I don't pretend to be an expert in any of this, but I'm intrigued by GIS data so this caught my interest. I installed liblas
and its dependencies on my Fedora 19 system and played with the example data files that came with liblas
.
Using your code I ran into the same problem of watching all my memory get eaten up. I don't know why that should happen - perhaps unwanted references hanging around preventing the garbage collector from working as we'd hope. This could probably be fixed, but I won't try it.
I did notice some interesting features of the liblas
module and decided to try them. I believe you can get the data you seek.

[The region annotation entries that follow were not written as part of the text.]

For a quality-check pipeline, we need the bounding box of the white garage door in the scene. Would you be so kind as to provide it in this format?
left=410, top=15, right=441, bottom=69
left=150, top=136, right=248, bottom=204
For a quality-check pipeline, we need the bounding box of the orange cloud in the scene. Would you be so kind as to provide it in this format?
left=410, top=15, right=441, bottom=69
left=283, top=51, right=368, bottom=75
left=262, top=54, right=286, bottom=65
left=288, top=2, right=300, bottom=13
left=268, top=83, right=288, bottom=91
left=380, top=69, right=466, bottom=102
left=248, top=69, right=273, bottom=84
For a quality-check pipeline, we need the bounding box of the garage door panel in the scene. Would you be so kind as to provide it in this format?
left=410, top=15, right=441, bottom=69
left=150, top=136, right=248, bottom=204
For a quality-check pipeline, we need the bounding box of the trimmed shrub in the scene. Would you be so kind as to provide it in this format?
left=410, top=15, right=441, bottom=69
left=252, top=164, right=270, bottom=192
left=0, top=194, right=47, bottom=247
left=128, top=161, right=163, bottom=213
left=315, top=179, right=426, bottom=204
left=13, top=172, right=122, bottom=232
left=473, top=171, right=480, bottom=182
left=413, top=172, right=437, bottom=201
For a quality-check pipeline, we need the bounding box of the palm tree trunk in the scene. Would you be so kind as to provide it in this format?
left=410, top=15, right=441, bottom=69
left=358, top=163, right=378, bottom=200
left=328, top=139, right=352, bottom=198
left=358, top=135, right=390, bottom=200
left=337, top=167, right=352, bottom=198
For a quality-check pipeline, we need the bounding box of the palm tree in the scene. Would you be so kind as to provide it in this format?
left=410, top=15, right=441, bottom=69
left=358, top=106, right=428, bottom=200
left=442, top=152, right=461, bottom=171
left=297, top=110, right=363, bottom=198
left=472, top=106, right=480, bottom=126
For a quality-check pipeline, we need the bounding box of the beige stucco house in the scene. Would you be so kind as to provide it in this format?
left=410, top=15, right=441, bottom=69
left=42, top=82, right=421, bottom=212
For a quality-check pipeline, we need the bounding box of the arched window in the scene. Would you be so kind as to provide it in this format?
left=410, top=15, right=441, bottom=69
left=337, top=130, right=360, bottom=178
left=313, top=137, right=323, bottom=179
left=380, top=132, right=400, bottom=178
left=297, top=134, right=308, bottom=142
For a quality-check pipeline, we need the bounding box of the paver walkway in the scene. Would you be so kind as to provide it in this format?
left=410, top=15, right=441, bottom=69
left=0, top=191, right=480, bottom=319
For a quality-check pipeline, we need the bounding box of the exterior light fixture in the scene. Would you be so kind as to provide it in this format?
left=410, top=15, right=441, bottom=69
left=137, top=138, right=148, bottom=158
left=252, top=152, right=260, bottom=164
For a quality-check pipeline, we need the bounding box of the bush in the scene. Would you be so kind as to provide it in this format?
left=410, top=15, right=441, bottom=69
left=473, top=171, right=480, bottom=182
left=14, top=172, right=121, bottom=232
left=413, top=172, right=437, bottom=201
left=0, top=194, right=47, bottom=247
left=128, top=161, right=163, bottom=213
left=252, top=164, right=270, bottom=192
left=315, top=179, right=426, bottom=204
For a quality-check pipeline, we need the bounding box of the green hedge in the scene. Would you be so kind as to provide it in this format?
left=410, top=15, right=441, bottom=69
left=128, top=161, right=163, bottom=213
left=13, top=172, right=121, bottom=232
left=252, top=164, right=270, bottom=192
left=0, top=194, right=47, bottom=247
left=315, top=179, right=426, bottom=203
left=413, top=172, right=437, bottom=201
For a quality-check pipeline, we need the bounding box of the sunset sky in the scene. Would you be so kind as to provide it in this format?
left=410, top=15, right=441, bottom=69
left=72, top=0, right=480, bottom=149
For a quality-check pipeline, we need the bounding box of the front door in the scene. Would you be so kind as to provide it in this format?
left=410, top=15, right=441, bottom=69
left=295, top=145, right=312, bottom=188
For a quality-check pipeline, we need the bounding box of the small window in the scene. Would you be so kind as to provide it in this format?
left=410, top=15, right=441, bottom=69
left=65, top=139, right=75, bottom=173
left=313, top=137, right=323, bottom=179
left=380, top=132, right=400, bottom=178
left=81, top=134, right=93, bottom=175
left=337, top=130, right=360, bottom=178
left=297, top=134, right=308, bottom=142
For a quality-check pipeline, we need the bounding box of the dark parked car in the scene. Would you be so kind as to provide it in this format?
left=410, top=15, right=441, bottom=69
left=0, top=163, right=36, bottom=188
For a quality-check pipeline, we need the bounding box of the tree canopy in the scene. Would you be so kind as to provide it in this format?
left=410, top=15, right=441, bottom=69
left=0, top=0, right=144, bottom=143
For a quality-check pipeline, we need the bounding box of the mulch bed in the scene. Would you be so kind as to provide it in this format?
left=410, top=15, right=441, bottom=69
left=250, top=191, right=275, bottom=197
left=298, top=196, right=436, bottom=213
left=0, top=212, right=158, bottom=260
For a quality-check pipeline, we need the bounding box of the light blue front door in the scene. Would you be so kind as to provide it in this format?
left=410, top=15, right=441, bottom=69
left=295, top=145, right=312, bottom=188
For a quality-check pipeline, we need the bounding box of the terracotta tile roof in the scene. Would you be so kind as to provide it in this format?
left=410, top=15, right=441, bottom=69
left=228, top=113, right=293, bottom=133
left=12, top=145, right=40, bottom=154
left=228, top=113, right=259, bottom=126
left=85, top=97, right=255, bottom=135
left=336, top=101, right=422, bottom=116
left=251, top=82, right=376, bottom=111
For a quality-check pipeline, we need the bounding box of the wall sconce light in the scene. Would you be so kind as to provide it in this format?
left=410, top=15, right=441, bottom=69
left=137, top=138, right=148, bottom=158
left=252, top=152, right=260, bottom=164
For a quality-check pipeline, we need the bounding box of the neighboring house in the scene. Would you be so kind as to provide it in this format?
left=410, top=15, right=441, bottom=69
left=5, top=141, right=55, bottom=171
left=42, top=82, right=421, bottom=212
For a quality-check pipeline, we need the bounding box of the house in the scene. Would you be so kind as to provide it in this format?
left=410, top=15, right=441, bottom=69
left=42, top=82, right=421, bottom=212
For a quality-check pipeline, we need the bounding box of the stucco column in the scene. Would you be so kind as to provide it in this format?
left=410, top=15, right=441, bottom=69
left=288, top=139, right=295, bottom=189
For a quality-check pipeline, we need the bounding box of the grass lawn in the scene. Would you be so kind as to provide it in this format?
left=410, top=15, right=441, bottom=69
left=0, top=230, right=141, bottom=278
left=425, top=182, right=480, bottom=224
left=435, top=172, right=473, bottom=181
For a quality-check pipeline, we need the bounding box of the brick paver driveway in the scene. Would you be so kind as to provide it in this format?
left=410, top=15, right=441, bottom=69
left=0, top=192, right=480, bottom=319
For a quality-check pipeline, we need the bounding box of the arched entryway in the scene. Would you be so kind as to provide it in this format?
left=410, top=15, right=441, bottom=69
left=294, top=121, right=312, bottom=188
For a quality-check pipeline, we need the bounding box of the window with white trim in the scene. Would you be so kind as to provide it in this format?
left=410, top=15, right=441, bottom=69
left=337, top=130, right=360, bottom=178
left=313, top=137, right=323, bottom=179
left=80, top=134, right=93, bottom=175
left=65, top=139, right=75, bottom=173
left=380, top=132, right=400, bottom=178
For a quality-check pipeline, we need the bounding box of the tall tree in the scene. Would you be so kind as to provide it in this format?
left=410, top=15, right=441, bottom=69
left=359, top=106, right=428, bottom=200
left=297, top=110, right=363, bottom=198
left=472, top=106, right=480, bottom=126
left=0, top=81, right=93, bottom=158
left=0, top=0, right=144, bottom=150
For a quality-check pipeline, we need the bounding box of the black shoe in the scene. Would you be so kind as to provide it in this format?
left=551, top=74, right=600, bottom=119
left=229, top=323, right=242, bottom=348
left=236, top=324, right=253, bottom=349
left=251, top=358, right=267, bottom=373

After opening your file, have a look at the XML description from the header.
h = f.get_header()
print(h.get_xml())
It's hard to look at (feel free to play with xml.dom.minidom or lxml.etree), but in my example files it showed the byte layout of the point data (mine had 28 bytes too). In mine, offset 18 was a single short (2 bytes) assigned to Point Source ID. You should be able to retrieve this with p.data[18:19]
, p.get_data()[18:19]
, p.point_source_id
, or p.get_point_source_id()
. Unfortunately the data
references chew up memory and p.point_source_id
has a bug (bug fix pull request submitted to developers). If we change your code to use the last access method, everything seems to work fine. So, try this in your for
loop instead:
for p in f:
line_num = p.get_point_source_id()
if line_num not in line_list:
line_list.append(line_num)
counter += 1
Note that
counter == h.get_count()
If you just want the set of unique Point Source ID values ...
line_set = set(p.get_point_source_id() for p in f)
Hopefully your data value is also available as p.get_point_source_id()
. Let me know how it works for you in the comments. Cheers!